Keranda mayat (Foto: Ilustrasi/Net)

Risalah Kematian: Saat Kematian Menjadi Jalan Pulang

Oleh: H. Derajat | Ketua Pasulukan Loka Gandasasmita


KEMATIAN adalah peristiwa yang pasti datang dan tidak seorang pun mampu menghindarinya. Ia menjadi misteri yang menimbulkan berbagai tafsir: sebagian orang takut menghadapinya, sementara sebagian lainnya menantikan dengan penuh kerinduan — sebab di sanalah perjumpaan sejati dengan Sang Kekasih Abadi.

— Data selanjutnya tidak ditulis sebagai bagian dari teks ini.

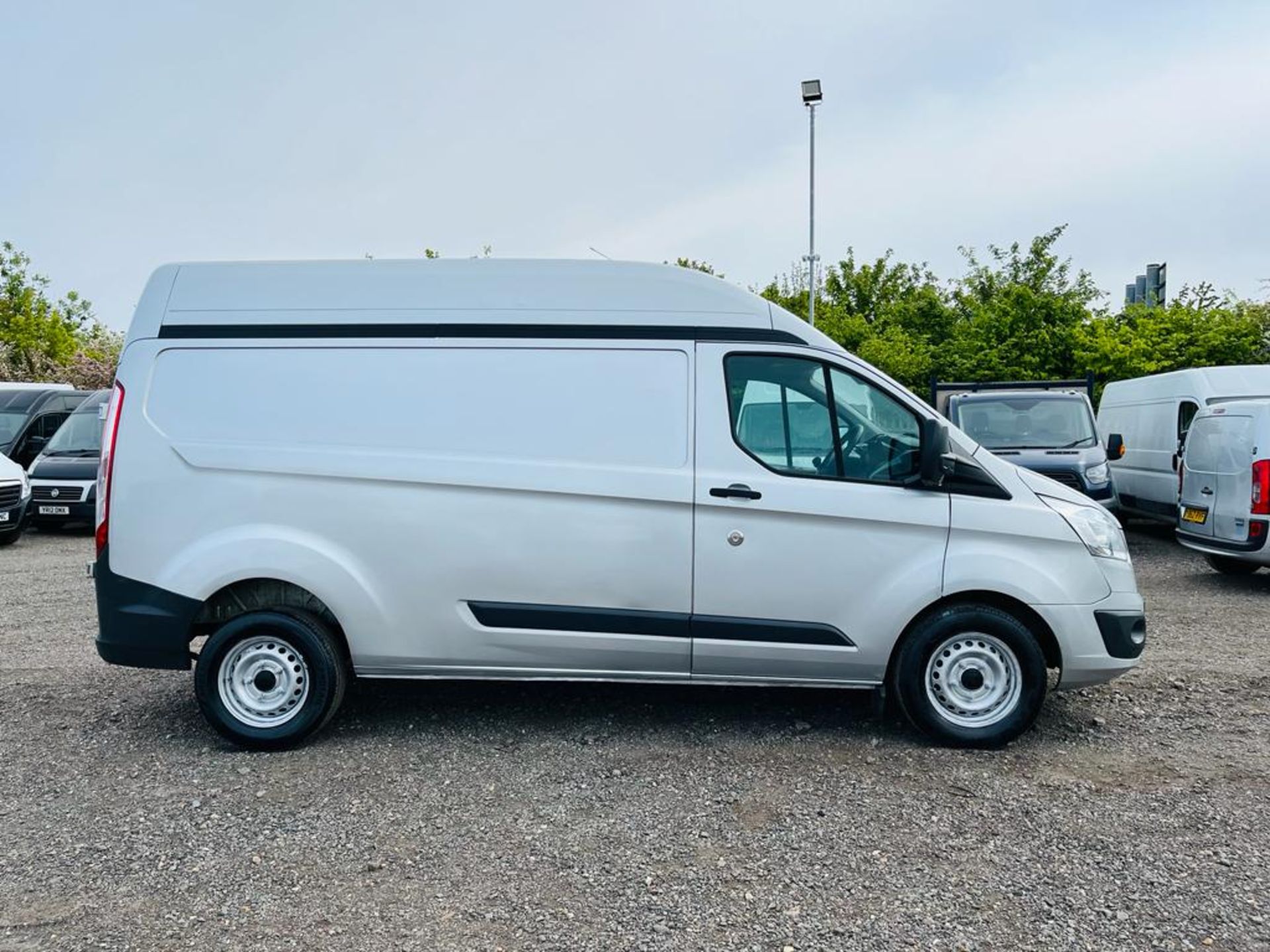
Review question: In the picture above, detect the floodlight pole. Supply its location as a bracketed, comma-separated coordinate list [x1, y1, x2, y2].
[802, 97, 819, 327]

Guru agung para pencinta Ilahi, Syekh Jalaluddin Rumi (1207–1273 M), pernah berkata:

“Mengetahui bahwa Engkaulah yang mengambil kehidupan, kematian menjadi sangat manis. Selama aku bersama-Mu, kematian bahkan lebih manis dibandingkan kehidupan itu sendiri.”

Kematian: Antara Ketakutan dan Kerinduan

Bagi kebanyakan manusia, kematian dipandang sebagai akhir yang menyedihkan — penuh tangisan, kehilangan, dan rasa takut. Namun, bagi para pecinta Tuhan, kematian justru adalah pintu menuju pertemuan, jembatan antara yang mencintai dengan yang dicintai.

Rumi menggambarkan kematian sebagai perayaan cinta. Dalam Fihi Ma Fihi, beliau menuturkan bagaimana di malam terakhir hidupnya, ia masih bersenandung lembut menulis syair penuh rindu:

“Di malam sebelumnya aku bermimpi. Melihat seorang syekh di pelataran rindu. Ia menudingkan tangannya padaku dan berkata: ‘Bersiaplah untuk bertemu denganku.’”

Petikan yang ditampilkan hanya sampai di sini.